I did want her to win the general election. Faced with the vulgar xenophobia of Mr. Trump, there was no other realistic option. I compromised by refusing to campaign for her, a choice I feel some guilt for now, however small my sphere of influence may be. I simply never considered Trump a sincere threat. The idea of him as president was so absurd, so offensive to basic sensibilities, I felt confident Clinton would win a landslide victory with no help from me. Many millennials made the same move.
How wrong we all were!
There has been a lot of finger pointing and name calling this week. Many of my friends and family are legitimately afraid of what the future will bring. I know this fear seems like hyperbole to many Trump voters, so let me take a moment to tell you why I'm worried: My step mother and eldest sisters immigrated from Iran, as refugees fleeing religious persecution, more than 20 years ago. They are proud, hard working Americans, and some of the kindest people I know. When Trump says he wants to stop immigration from "high terror" regions, all I hear is he wants people like my family to die. When he makes hurtful generalizations about middle eastern people, I infer his validation of hate crimes against them. If any politician had said these things, I would be unable to vote for them, whatever my feelings on their policy.
The thing is, getting mad doesn’t do anyone any good. We need to channel that feeling into something deliberate and productive. That’s going to mean something different for each of us. In my print articles this week, I encouraged you to start by having the hard conversations with your own family, and to really listen to what they tell you. Compassion can be a radical act!

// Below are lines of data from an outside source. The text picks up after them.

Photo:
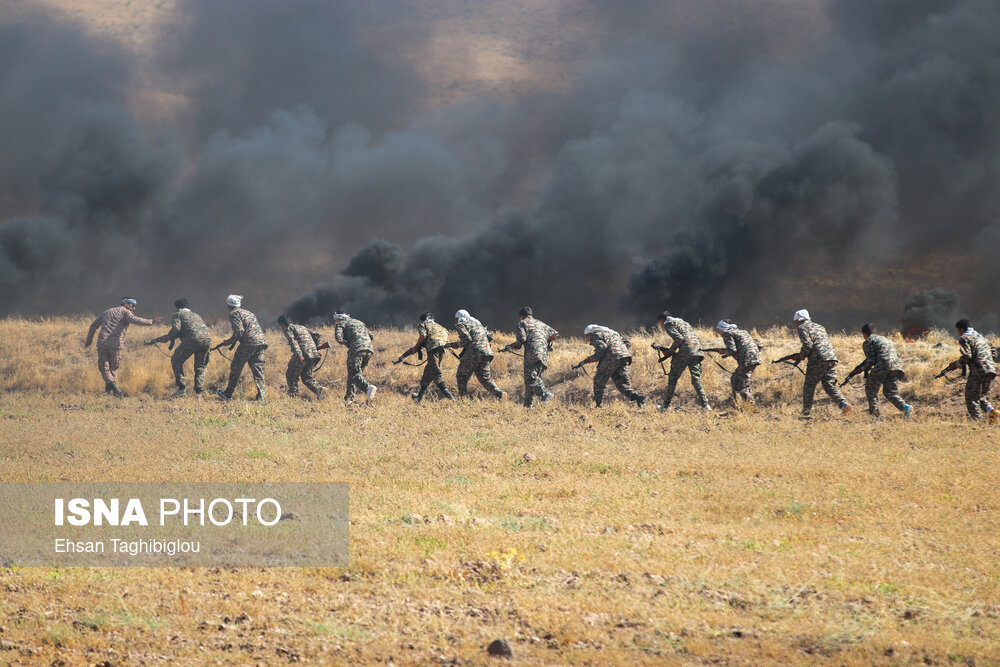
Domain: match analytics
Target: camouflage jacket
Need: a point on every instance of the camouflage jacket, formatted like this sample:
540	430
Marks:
113	324
686	341
475	339
246	330
534	336
300	340
354	334
609	345
188	327
742	347
976	351
880	354
816	345
434	334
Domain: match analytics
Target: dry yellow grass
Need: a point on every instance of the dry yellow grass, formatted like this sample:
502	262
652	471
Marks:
628	537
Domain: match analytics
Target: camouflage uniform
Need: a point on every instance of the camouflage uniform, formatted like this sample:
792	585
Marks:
744	349
247	332
978	355
613	362
113	323
533	335
687	355
435	339
884	372
475	358
355	335
195	340
822	368
302	345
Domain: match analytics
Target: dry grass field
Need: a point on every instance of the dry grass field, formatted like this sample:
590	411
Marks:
579	535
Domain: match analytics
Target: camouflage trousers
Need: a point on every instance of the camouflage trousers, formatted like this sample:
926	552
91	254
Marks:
252	355
184	352
977	389
356	364
432	369
478	365
616	370
533	384
740	382
824	372
109	359
301	370
888	382
678	364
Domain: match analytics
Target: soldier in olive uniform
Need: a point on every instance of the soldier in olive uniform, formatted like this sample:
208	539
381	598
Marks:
742	347
978	356
476	355
354	335
304	358
249	335
535	337
822	368
613	361
433	338
195	340
685	354
882	371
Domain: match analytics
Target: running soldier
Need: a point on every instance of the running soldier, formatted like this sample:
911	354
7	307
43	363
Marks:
742	347
685	354
822	367
304	358
882	371
246	332
613	361
433	338
113	323
476	355
195	341
978	357
357	338
536	338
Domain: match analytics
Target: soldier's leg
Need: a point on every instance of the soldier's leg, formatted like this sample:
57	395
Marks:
201	356
890	389
292	373
307	375
872	384
485	376
677	365
177	360
814	371
603	372
829	380
695	368
466	367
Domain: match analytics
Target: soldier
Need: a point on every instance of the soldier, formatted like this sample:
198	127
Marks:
978	356
685	353
613	360
358	339
246	332
190	329
304	358
433	338
476	355
882	371
113	324
822	368
740	345
536	338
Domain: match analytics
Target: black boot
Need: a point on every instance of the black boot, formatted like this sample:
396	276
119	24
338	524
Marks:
445	392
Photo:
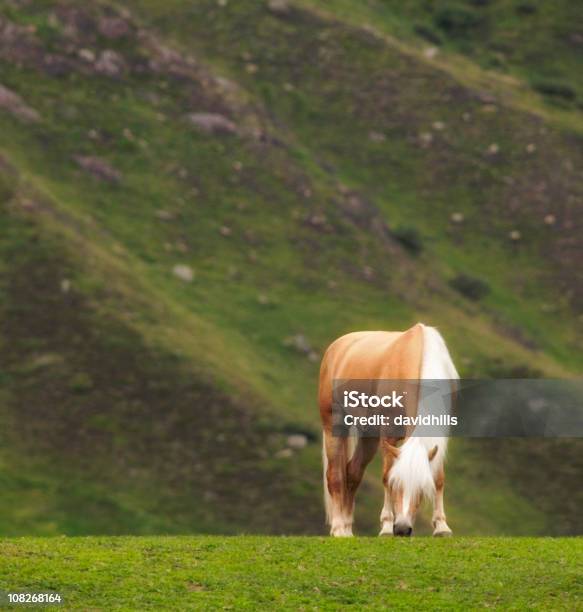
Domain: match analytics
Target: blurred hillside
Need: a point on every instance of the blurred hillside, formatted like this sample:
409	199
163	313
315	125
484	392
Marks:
197	197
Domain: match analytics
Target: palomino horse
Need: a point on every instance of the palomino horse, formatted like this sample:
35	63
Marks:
410	471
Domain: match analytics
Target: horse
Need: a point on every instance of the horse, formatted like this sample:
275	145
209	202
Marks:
413	466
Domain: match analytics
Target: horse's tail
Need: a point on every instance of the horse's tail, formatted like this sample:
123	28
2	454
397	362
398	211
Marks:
420	458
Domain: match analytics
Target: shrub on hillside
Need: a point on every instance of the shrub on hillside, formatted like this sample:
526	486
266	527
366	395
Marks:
459	21
555	89
409	238
470	287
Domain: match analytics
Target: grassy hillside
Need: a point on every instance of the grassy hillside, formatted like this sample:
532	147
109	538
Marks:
292	573
169	280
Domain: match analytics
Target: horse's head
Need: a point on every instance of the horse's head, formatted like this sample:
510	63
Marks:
409	481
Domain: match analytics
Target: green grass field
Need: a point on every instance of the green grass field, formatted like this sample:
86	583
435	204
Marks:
133	401
297	573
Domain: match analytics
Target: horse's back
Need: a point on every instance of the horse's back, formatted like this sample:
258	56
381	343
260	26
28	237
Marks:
372	355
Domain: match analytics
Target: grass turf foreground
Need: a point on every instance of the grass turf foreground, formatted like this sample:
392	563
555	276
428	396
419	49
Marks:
296	572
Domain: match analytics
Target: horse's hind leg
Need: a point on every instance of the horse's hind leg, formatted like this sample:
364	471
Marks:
335	459
440	526
387	517
363	453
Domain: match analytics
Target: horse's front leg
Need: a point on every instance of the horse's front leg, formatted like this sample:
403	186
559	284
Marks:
387	516
440	526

To this end, I wanted to share the story of my good friend Justin Parish, whose example has been a source of inspiration to me in recent months. Justin and I grew up in the same close-knit religious community in southeast Alaska. He is a larger than life character, the sort of person who lives with such joyful exuberance you have no choice but to feel optimistic when he’s in the room.
Spurred on by Bernie’s example, Justin volunteered to run for the Alaska State House against incumbent Cathy Munoz. Though he is an intelligent and engaged citizen, he is not a politician. A marine biologist by training, he works as a paraeducator in his normal life. He ran because he feared the effects many proposed budget cuts would have on his more vulnerable students. Like New Mexico, Alaska is amid a deficit crisis brought on by oil revenue shortfalls. Also like us, their legislature has been talking exclusively about the spending side of the sheet, neglecting the revenue side entirely, despite Alaska having no income tax and one of the least aggressive deals with oil companies in the country.

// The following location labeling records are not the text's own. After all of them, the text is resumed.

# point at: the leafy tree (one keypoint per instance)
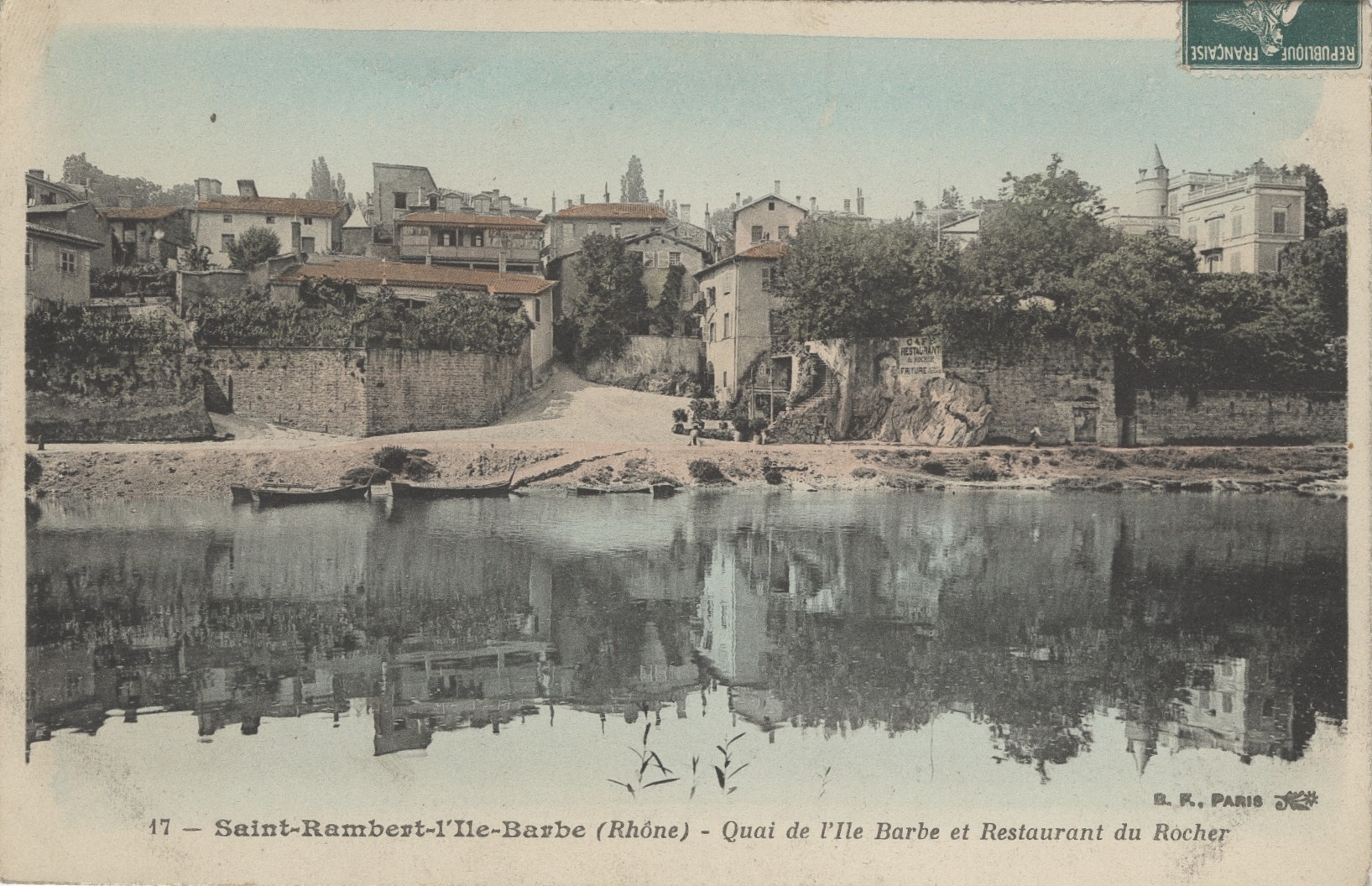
(107, 190)
(631, 188)
(845, 280)
(663, 315)
(1041, 236)
(254, 246)
(616, 300)
(1317, 272)
(323, 184)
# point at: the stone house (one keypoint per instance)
(149, 233)
(499, 243)
(310, 227)
(1239, 222)
(741, 317)
(56, 265)
(421, 283)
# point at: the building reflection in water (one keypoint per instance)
(1210, 624)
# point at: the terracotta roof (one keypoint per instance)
(469, 218)
(434, 276)
(140, 213)
(649, 211)
(64, 236)
(770, 250)
(272, 206)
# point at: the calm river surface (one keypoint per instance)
(380, 656)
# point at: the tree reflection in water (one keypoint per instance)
(1214, 623)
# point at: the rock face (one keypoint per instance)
(946, 412)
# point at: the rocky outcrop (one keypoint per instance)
(946, 412)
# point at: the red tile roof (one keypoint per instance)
(637, 211)
(432, 276)
(140, 213)
(272, 206)
(469, 220)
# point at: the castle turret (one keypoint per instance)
(1153, 187)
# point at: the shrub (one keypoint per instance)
(391, 458)
(702, 471)
(983, 473)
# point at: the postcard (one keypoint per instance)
(611, 442)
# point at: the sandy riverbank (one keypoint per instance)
(206, 469)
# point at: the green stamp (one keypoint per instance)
(1255, 34)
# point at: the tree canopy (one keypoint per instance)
(631, 188)
(615, 305)
(254, 246)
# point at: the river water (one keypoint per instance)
(769, 648)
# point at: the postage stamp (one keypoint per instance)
(1287, 34)
(613, 442)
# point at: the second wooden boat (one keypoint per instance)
(401, 488)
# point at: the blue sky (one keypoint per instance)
(708, 114)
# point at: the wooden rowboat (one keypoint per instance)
(287, 494)
(656, 490)
(399, 488)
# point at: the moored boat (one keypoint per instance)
(401, 488)
(287, 494)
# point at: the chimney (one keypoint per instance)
(206, 188)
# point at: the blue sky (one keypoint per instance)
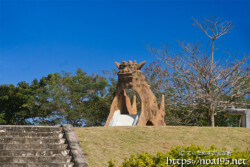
(39, 37)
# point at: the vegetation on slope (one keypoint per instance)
(102, 144)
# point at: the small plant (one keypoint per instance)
(188, 156)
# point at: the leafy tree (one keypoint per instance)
(77, 99)
(14, 104)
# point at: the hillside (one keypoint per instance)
(101, 143)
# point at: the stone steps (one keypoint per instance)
(36, 159)
(19, 153)
(34, 146)
(23, 140)
(30, 129)
(32, 134)
(36, 164)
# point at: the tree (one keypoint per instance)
(77, 99)
(14, 104)
(199, 80)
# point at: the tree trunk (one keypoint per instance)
(211, 116)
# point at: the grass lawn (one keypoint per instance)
(103, 143)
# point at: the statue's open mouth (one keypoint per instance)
(125, 77)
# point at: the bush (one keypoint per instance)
(188, 156)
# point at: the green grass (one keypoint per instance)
(103, 143)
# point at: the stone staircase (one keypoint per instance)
(34, 146)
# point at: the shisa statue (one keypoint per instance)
(130, 77)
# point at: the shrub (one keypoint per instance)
(188, 156)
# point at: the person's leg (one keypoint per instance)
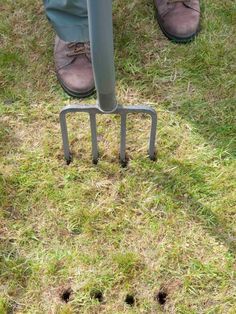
(71, 52)
(69, 19)
(179, 19)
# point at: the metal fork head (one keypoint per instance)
(120, 110)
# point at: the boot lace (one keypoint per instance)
(77, 49)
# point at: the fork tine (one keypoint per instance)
(93, 126)
(123, 116)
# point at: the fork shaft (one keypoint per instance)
(102, 52)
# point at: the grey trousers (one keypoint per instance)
(69, 18)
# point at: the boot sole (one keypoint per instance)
(76, 94)
(175, 39)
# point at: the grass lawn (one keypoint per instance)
(155, 237)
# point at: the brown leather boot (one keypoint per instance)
(179, 19)
(74, 68)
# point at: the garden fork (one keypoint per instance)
(102, 54)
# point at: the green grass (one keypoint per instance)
(166, 226)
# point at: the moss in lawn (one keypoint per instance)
(164, 226)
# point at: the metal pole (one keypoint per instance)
(102, 52)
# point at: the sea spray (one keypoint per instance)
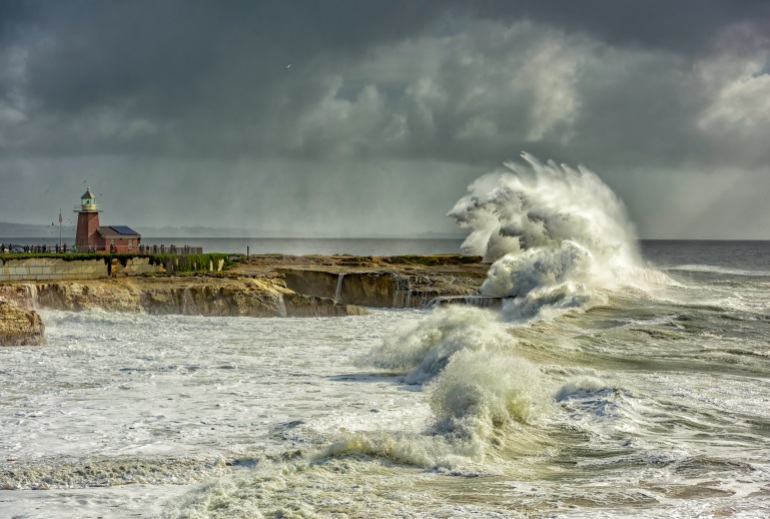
(559, 238)
(421, 350)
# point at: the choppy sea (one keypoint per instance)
(612, 379)
(651, 403)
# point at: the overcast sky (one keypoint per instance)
(358, 118)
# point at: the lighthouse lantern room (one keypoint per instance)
(91, 237)
(88, 222)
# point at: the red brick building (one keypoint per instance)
(91, 237)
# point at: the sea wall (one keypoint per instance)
(19, 326)
(382, 288)
(60, 269)
(183, 296)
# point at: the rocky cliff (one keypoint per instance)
(269, 286)
(190, 296)
(214, 296)
(385, 282)
(19, 326)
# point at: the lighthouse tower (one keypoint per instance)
(88, 222)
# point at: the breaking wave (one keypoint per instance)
(558, 236)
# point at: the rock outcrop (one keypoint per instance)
(380, 289)
(270, 286)
(19, 326)
(194, 295)
(381, 281)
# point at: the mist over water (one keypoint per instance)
(604, 386)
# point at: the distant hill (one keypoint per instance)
(19, 230)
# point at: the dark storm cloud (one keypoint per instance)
(677, 26)
(628, 87)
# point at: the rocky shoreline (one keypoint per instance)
(259, 286)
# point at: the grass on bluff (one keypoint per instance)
(171, 262)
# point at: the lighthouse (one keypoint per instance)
(92, 237)
(88, 222)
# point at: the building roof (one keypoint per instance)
(121, 231)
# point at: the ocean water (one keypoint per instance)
(291, 246)
(618, 379)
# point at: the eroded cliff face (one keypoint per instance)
(189, 296)
(19, 326)
(270, 286)
(382, 289)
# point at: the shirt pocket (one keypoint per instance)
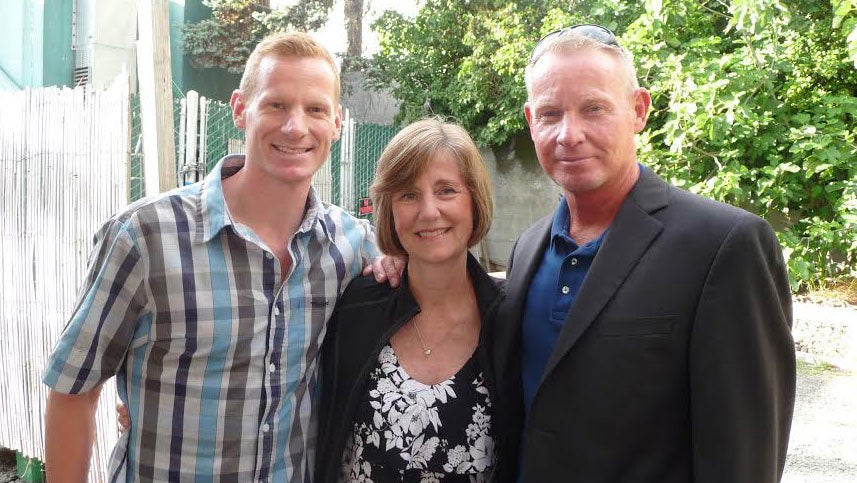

He ran on a shoe-string budget with the support of the local Democratic party, spreading his message primarily online and by word of mouth. Few thought he stood a chance, but his constituents disagreed. On the same day Trump unexpectedly won his election, Justin won his.
I realize there are few things more passé than a college newspaper advocating for “the youth” to “rise up”, but hear me out. If you don’t like the way things are, change them. We have more power than we realize. I’m not just looking at progressives here; I know many of you who voted for Trump (and Johnson) did so primarily because you’re tired of feeling left out of the equation. If you’re as tired of being dis-empowered as I am, now is the time to instigate for change. Have the hard conversations, run for local office, campaign for candidates you truly believe in. Midterm elections are only two years away. Our generation is the reason I feel hope. Get to work.
Note: This is Melba's personal opinion, and does not necessarily reflect the positions or opinions of Paydirt or New Mexico Tech.